Yet another safety researcher has announced their resignation from OpenAI.
Rosie Campbell, a policy researcher at OpenAI, said in a post on Substack on Saturday that she had completed her final week at the company.
She said her departure was prompted by the resignation in October of Miles Brundage, a senior policy advisor who headed the AGI Readiness team. Following his departure, the AGI Readiness team disbanded, and its members dispersed across different sectors of the company.
The AGI Readiness team advised the company on the world’s capacity to safely manage AGI, a theoretical version of artificial intelligence that could someday equal or surpass human intelligence.
In her post, Campbell echoed Brundage’s reason for leaving, citing a desire for more freedom to address issues that impacted the entire industry.

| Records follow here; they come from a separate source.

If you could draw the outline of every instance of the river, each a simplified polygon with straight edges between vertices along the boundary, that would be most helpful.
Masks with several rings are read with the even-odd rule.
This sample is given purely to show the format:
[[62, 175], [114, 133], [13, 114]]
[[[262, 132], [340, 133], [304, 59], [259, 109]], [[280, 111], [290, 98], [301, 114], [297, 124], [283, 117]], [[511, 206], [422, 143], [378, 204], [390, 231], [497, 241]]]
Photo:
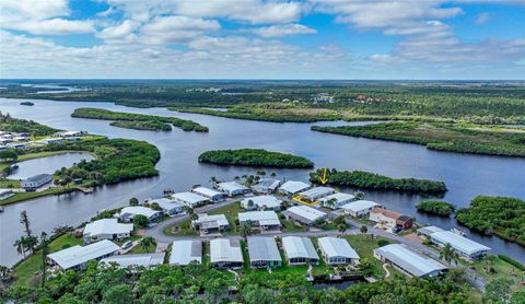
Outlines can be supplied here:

“I’ve always been strongly driven by the mission of ensuring safe and beneficial AGI and after Miles’s departure and the dissolution of the AGI Readiness team, I believe I can pursue this more effectively externally,” she wrote.
She added that OpenAI remains at the forefront of research — especially critical safety research.
“During my time here I’ve worked on frontier policy issues like dangerous capability evals, digital sentience, and governing agentic systems, and I’m so glad the company supported the neglected, slightly weird kind of policy research that becomes important when you take seriously the possibility of transformative AI.”
Over the past year, however, she said she’s “been unsettled by some of the shifts” in the company’s trajectory.
In September, OpenAI announced that it was changing its governance structure and transitioning to a for-profit company, almost a decade after it originally launched as a nonprofit dedicated to creating artificial general intelligence.
Some former employees questioned the move as compromising the company’s mission to develop the technology in a way that benefits humanity in favor of more aggressively rolling out products. Since June, the company has increased sales staff by about 100 to win business clients and capitalize on a “paradigm shift” toward AI, its sales chief told The Information.
OpenAI CEO Sam Altman has said the changes will help the company win the funding it needs to meet its goals, which include developing artificial general intelligence that benefits humanity.
“The simple thing was we just needed vastly more capital than we thought we could attract — not that we thought, we tried — than we were able to attract as a nonprofit,” Altman said in a Harvard Business School interview in May.
He more recently said it’s not OpenAI’s sole responsibility to set industry standards for AI safety.
“It should be a question for society,” he said in an interview with Fox News that aired on Sunday. “It should not be OpenAI to decide on its own how ChatGPT, or how the technology in general, is used or not used.”
Since Altman’s surprise but brief ousting last year, several high-profile researchers have left OpenAI, including cofounder Ilya Sutskever, Jan Leike, and John Schulman, all of whom expressed concerns about its commitment to safety.
OpenAI did not immediately respond to a request for comment from Business Insider.